HammerSchmidt All-Mountain version is very compact.
Two gearing options (22-tooth Freeride and 24 tooth All-Mountain) are now ready for OEM orders. The single-ring is easily switched with a simple locking ring, without tools. The inside is simple, low gear is direct drive, with the crank’s spider concentric with the four planet gears turning the entire crank mechanism. Switch to second gear, and a clutch stops the sun gear, which forces the planets to overdrive the outer ring gear, At this point, a slight clicking will be heard from the freewheel pawls inside the HammerSchmidt gearbox as the outer ring overrides the inner one. It’s simple as pie, so don’t sweat the mechanics of HammerSchmidt and pay attention to its possible benefits.
The shifter is about the same item as the SRAM X.9, The "anvil" signifies it is a two-speed.
Anyone who has approached a technical climb in too-tall of a gear on a heavy all-mountain bike can attest to the fact that walking is the next option. Not with Hammerschmidt—just click and you will instantly be in a gear that is at least ten teeth lower up front. No fuss, no grinding. The same goes for topping a steep grade. You will, however, find moments when you will like a half step between them, but this whiner-esque subtlety is not the stuff of Hammerschmidt riders. When that moment arrives, you’ll be forced to shift two or three cogs up or down in the rear to moderate the massive differential between the front two selections.
The Sun and ring gears with the freewheeling ratchets exposed.
Weight is a question when you are replacing aluminum sprockets with gears and bearings. In the hand, the HammerSchmidt feels about a pound heavier than a bare two-chainring crank--but it eliminates a lot of complicated (and weighty) junk from the bike. Truvativ calculated the weights of equivalent two-chainring cranksets and surprisingly, after subtracting seven chain links, the front derailleur, a roller guide, two chainrings and the resplendent hardware, you will be adding almost nothing for the heavier Freeride model and 6 ounces for the lighter weight All-Mountain HammerSchmidt crankset (read about this on the Truvativ site).
HammerSchmidt mounts to an international-standard chainguide boss.
HammerSchmidt requires an international standard chain guide (ISCG) boss on the frame (it fits the latest two sizes) to counteract the reverse torque when shifting to high gear. The installation is simple and anyone should be able to take it apart and clean the gears should curiosity get the best of you. I did it in about a minute. A single derailleur cable under the bottom bracket area actuates the shift pawls and it is insensitive to adjustments or cable stretching.
The shifting plate, bolted in place on the bike.

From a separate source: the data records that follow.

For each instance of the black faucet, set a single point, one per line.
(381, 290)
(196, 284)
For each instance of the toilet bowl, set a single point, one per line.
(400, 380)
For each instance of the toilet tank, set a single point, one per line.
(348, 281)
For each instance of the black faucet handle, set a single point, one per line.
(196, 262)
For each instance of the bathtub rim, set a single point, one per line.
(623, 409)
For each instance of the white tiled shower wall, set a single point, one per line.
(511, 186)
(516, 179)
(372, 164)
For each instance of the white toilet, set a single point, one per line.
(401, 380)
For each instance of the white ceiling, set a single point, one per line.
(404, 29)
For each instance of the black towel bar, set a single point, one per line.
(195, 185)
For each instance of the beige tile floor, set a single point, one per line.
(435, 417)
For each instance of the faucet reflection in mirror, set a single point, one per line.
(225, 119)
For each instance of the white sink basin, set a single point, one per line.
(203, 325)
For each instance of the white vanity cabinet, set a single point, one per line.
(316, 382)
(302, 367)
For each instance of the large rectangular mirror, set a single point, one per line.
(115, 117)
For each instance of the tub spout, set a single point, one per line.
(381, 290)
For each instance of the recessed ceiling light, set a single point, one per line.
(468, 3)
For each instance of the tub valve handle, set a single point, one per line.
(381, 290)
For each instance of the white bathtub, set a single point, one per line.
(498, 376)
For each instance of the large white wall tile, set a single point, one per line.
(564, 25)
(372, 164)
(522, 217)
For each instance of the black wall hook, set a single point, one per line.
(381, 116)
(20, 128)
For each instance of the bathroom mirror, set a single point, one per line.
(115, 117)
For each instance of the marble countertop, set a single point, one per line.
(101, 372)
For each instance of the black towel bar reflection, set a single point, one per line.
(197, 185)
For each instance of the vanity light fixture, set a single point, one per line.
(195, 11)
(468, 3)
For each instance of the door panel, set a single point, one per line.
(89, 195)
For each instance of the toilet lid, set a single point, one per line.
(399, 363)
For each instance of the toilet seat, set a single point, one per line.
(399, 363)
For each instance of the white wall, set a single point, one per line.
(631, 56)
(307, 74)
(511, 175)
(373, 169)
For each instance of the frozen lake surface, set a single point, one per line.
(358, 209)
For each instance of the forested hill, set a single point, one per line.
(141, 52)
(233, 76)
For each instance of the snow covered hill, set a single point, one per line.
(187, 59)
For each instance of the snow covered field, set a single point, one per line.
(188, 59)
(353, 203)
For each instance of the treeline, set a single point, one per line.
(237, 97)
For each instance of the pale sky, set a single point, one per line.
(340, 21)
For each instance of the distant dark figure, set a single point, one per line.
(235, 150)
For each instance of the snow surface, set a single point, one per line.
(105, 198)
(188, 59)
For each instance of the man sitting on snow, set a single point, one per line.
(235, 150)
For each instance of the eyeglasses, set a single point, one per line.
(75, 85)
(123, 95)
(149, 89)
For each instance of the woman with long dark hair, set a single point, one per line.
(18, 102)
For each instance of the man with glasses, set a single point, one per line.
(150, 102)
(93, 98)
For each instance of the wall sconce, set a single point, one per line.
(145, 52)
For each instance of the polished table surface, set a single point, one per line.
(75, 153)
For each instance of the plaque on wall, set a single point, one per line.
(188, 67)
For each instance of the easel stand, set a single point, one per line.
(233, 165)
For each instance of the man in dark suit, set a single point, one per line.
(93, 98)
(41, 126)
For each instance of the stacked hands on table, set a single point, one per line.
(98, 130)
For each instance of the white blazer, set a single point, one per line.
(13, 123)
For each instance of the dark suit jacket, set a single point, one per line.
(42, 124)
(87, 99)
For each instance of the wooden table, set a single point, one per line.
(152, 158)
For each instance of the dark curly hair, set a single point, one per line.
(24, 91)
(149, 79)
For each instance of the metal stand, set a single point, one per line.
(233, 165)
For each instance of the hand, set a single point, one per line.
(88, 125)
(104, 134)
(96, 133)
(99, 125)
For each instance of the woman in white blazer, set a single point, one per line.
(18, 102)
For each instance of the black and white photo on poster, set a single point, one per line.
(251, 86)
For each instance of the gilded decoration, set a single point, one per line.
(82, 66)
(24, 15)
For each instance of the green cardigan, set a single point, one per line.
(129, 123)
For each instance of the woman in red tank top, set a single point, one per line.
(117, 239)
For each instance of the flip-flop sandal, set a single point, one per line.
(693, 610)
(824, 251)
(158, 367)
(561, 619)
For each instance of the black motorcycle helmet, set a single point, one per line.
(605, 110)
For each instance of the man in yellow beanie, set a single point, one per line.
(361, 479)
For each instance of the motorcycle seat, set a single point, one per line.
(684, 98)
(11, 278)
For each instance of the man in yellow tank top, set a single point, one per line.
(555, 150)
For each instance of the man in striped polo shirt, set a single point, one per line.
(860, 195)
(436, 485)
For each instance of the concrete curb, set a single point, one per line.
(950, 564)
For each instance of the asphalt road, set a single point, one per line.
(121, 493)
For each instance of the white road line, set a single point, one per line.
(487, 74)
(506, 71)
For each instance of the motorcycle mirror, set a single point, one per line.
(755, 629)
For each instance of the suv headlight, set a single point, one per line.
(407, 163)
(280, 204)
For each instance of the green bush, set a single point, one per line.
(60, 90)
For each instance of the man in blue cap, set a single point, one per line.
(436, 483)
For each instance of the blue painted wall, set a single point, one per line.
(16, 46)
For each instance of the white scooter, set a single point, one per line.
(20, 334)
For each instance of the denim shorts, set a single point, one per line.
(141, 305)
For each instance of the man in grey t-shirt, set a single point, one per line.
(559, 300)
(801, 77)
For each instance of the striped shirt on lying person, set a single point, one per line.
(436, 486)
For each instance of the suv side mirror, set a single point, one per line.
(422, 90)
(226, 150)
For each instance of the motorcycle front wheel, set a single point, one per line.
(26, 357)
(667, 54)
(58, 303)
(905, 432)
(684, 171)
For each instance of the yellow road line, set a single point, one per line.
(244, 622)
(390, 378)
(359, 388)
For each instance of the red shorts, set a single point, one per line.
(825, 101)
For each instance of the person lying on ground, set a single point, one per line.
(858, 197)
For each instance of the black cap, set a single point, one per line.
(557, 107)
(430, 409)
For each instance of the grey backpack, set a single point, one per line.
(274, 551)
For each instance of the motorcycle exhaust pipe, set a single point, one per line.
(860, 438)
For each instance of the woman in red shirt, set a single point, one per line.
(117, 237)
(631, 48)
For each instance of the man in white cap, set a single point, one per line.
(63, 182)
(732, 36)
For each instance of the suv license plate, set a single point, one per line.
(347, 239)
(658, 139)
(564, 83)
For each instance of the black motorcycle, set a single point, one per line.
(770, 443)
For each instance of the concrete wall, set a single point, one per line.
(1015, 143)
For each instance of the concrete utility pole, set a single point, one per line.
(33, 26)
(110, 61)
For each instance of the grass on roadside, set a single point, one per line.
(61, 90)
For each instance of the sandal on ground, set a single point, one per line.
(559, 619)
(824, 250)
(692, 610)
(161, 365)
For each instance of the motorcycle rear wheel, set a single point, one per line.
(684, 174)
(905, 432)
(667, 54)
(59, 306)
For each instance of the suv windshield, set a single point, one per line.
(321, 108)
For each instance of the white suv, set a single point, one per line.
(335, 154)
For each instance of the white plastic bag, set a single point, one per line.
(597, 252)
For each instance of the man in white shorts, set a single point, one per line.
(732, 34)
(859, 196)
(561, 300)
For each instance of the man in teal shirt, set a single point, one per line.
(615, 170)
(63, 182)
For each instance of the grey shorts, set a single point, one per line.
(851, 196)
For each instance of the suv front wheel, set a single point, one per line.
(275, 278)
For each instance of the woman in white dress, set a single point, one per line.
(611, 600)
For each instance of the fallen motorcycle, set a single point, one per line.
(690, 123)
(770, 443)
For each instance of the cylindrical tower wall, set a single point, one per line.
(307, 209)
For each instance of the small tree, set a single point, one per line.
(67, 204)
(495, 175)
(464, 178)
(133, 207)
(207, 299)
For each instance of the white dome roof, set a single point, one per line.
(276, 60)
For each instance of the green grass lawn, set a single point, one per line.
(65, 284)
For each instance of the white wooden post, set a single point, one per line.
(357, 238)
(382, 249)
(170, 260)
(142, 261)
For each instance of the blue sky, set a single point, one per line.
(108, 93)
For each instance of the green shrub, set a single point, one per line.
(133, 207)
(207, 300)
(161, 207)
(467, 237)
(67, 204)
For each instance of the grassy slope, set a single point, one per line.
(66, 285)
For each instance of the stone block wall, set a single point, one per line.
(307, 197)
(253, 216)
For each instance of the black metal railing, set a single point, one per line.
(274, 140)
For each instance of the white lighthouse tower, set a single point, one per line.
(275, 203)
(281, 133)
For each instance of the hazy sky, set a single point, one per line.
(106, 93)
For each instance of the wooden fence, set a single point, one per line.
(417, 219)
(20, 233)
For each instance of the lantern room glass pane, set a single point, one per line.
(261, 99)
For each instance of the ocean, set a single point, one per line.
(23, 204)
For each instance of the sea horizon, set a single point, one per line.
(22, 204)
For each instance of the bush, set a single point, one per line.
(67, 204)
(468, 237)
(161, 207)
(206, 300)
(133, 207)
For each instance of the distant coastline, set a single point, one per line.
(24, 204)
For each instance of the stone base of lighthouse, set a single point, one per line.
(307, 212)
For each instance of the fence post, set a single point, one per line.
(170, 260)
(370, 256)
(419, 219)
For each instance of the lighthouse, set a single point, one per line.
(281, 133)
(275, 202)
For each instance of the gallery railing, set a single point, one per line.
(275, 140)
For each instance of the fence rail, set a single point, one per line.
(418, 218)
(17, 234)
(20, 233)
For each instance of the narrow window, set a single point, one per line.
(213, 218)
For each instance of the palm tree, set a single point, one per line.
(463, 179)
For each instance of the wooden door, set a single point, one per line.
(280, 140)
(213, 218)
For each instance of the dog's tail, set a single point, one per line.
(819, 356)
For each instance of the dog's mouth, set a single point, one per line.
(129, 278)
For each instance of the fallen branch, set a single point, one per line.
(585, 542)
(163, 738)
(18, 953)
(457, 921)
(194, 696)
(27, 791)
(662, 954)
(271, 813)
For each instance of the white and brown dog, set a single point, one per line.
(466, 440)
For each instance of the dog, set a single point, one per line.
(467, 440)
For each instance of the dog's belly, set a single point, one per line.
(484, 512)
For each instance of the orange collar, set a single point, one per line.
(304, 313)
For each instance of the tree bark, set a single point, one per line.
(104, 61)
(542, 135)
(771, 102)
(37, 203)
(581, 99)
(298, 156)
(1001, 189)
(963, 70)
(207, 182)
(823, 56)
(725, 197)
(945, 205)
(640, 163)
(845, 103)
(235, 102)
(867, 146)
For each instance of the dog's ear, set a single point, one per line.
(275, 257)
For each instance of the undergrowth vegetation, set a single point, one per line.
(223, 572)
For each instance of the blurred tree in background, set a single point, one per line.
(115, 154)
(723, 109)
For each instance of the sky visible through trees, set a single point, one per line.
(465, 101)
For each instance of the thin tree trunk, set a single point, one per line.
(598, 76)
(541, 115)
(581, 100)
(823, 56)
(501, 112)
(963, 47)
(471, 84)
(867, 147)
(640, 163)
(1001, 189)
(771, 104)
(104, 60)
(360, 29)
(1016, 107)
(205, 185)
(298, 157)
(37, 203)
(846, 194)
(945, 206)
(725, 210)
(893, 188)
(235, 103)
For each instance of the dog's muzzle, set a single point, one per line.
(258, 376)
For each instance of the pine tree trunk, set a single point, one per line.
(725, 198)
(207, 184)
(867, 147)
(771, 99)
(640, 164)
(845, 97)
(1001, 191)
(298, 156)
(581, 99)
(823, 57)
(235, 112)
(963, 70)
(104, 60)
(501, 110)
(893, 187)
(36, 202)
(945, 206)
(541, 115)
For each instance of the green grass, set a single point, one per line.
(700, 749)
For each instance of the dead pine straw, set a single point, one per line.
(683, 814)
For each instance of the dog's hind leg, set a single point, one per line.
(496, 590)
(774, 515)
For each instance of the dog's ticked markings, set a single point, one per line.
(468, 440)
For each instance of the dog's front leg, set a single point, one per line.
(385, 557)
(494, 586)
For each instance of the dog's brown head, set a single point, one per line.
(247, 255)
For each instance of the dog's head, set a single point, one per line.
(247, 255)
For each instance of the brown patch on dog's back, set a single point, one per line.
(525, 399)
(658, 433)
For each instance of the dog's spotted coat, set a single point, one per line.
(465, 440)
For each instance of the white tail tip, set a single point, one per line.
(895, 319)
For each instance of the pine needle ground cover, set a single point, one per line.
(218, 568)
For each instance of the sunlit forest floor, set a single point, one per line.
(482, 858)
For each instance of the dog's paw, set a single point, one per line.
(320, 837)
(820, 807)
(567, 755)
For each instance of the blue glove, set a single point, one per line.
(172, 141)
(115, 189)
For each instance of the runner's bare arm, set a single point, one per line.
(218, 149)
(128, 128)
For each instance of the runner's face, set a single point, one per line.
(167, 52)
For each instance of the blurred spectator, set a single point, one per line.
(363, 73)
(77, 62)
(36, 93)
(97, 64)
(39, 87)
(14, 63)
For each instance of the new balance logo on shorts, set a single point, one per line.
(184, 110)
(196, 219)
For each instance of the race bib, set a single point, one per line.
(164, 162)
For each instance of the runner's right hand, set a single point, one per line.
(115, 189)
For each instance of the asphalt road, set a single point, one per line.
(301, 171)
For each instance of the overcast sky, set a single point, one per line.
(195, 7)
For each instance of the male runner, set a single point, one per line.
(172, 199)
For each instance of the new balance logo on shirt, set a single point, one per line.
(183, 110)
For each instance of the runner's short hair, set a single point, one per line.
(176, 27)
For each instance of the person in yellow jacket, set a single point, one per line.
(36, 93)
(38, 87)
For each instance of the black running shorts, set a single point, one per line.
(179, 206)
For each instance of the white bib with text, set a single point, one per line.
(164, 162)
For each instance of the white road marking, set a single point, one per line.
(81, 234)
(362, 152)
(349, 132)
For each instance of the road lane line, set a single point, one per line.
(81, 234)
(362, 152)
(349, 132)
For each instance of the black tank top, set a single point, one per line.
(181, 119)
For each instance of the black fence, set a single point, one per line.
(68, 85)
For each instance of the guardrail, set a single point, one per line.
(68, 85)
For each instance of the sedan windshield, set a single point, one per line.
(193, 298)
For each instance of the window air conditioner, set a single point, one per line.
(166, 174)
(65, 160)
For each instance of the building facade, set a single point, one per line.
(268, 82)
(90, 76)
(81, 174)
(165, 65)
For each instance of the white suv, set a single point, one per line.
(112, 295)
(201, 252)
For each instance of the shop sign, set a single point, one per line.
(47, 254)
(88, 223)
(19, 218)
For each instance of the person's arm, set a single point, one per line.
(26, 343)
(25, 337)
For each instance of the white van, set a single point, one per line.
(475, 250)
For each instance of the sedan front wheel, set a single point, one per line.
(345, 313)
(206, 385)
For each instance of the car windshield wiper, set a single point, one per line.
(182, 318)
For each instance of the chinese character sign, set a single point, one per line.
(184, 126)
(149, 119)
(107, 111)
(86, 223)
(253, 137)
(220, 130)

Bad news always follows good news, it seems, so here’s both. HammerSchmidt is so compact that, even if it did not have its own chainguide and bash guard, it would rarely contact logs or boulders—it’s that small. The downside is that most rear suspension systems are designed around the diameter of the middle chainring (30 to 34 teeth), so the small, 22/24 chainring of the HammerSchmidt gearbox will cause many rear suspensions to respond to chain torque—in good and bad ways. Certainly, the very touchy dw-Link designs will not tolerate such an arbitrary shift in the diameter of the chainring. Ahh, growing pains are part of meaningful change. What the HammerSchmidt is, however, is meaningful change. We expect others will adapt similar solutions for two-speed cranks.
A close look at the built-in chain guide and bash plates.